08 January 2026

La bambola
(‘the doll’)


La bambola

Madonna has released a cover version of La bambola (‘the doll’), which was originally a hit for the Italian singer Patty Pravo. The digital single — Madonna’s first new solo track since 2019 — is part of a promotional campaign for a Dolce and Gabbana perfume.

This is the first time Madonna has recorded a song in Italian, though she has occasionally performed in other European languages. She sang a cover version of the French classic La vie en rose (‘life in pink’) on her Rebel Heart Tour, and she recorded a Spanish version of You’ll See titled Verás.

04 January 2026

History Bureau Agent


History Bureau Agent

Nanut Thanapornrapee’s short video History Bureau Agent is on show at Bangkok Art and Culture Centre, as part of the Layer by Layer exhibition. Layer by Layer opened on 2nd December last year, and closes today.

History Bureau Agent was first shown as part of Nanut’s This History Is Auto-Generated exhibition at WTF Gallery, from 13th August to 30th September 2022. It’s one of more than seventy films and videos that refer to the events at Thammasat University in 1976.

Layer by Layer
This History Is Auto-Generated
This History Is Auto-Generated

Nanut used ChatGPT to create an animated film narrating an alternative political history of Thailand. The generative AI software produced a satirical storyline featuring a secret military base run by “Thirayuth Chan-Ocha” (clearly a pun on coup leader Prayut Chan-o-cha). The film also features photographs from 14th October 1973, 6th October 1976, and 18th May 1992, and video from 19th May 2010.

29 December 2025

Bob Vylan



The punk duo Bob Vylan are suing RTÉ for defamation, after the broadcaster described their Glastonbury Festival performance as antisemitic. Bob Vylan appeared at Glastonbury on 28th June alongside Irish band Kneecap, and both groups were under criminal investigation for their performances.

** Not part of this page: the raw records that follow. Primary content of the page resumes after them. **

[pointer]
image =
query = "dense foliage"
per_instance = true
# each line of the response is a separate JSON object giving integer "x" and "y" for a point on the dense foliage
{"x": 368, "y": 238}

Bobby Vylan led the Glastonbury crowd in a chant of “death, death to the IDF”, a reference to the Israel Defense Forces. On the same day, Kneecap member Móglaí Bap urged the crowd to “start a riot”, though he retracted the comment a few minutes later.

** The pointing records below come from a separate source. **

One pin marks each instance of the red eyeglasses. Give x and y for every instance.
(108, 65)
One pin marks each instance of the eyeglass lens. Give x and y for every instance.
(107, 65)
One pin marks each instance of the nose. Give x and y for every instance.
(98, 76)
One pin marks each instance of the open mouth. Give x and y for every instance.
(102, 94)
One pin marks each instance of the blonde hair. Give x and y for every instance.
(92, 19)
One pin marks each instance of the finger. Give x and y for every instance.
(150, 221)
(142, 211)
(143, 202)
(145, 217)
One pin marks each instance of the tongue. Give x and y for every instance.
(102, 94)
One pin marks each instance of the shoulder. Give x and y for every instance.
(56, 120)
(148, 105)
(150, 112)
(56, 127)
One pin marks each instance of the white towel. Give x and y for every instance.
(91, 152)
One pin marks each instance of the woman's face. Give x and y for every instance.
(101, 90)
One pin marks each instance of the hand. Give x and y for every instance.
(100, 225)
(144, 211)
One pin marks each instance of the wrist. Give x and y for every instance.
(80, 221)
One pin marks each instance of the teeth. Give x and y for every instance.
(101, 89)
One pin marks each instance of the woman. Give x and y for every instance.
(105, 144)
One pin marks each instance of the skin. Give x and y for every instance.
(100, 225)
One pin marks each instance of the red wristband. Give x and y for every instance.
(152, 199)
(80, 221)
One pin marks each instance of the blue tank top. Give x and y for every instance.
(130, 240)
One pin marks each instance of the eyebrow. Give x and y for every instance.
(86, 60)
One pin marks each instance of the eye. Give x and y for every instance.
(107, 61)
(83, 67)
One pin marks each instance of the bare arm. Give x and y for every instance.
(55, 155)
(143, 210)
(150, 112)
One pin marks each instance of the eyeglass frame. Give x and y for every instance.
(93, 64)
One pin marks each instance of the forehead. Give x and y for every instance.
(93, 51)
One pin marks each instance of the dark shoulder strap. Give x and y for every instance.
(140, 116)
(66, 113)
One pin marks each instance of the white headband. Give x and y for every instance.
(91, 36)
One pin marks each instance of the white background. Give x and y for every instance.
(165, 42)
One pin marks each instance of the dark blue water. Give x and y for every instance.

On 30th June, RTÉ News reported: “The lead singer of British band Bob Vylan led antisemitic chants from the stage.” The band sued RTÉ for libel on 9th December, and announced the lawsuit in an Instagram post on 11th December: “We have decided to take legal action against RTÉ after they recklessly labelled us and our actions at Glastonbury antisemitic.”

The police investigation into Kneecap’s performance was dropped on 18th July, after less than a month. On 23rd December, Avon and Somerset Police announced that no charges would be brought against Bob Vylan, “on the basis there is insufficient evidence for there to be a realistic prospect of conviction.”

28 December 2025

Your Ash and My Bone


Your Ash and My Bone

Sina Wittayawiroj’s Your Ash and My Bone (ธุลีดาว) is a documentary collage film in which the artist narrates his life story from birth to the present. He describes his family, his childhood, and his career, and the film is part of his exhibition Can’t We Recant? (เราจะถอนคำพูดไม่ได้เลยหรือ?) at Kinjai Contemporary in Bangkok.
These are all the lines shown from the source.